Name	Arguments	Defalut
:find_by	:link_text, :name, :id, :class, :css, :xpath	:link_text

Development

git clone git@github.com:acro5piano/selenium_standalone_dsl.git
cd selenium_standalone_dsl
bundle install --path vendor/bundle
bundle exec rake install
bundle exec rake spec

To release a new version, update the version number in version.rb, and then run bundle exec rake release, which will create a git tag for the version, push git commits and tags, and push the .gem file to rubygems.org.

Roadmap

I will create Selenium Spider after completing Selenium Standalone DSL.

Selenium Spider aims to scrape websites using JavaScript.

There are a lot of tools such as mechanize but they are no longer useful for SPA websites.

In my heart, Selenium Spider will have these features:

Full JavaScript support

Based on Selenium Standalone DSL which run Firefox headlessly, it comprehences JavaScript completely.

PMC architecture

PMC = Pagination Model Controller

Generally, scraping is consist of two parts: Listing page and Detail page.

In PMC architecture, Page is for listing items and pagenation.

Model is for extracting information from detail page and store data to database.

Controller is for handling the above two.

Web-based task execution

Scraping tasks are often multiply and difficult to arrange.

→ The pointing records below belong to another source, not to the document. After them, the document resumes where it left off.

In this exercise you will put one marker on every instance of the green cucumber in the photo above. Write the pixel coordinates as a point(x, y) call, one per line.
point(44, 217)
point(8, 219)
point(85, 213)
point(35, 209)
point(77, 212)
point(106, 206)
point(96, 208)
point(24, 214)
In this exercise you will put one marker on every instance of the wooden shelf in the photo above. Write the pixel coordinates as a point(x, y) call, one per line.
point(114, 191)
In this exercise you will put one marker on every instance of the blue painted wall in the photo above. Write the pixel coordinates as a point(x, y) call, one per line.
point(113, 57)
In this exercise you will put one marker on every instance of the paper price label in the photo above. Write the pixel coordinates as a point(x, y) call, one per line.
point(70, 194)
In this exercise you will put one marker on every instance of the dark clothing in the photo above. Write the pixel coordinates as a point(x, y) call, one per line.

Imagine Web-based task execution, definition, csv-export and scheduling like Jenkins.

TODO

Fix module name. Dsl => DSL
Defalut config
Add API document
TravisCI
CommonLogger
Add current_url

Contributing

Bug reports and pull requests are welcome on GitHub at https://github.com/acro5piano/selenium_standalone_dsl. This project is intended to be a safe, welcoming space for collaboration, and contributors are expected to adhere to the Contributor Covenant code of conduct.

License

The gem is available as open source under the terms of the MIT License.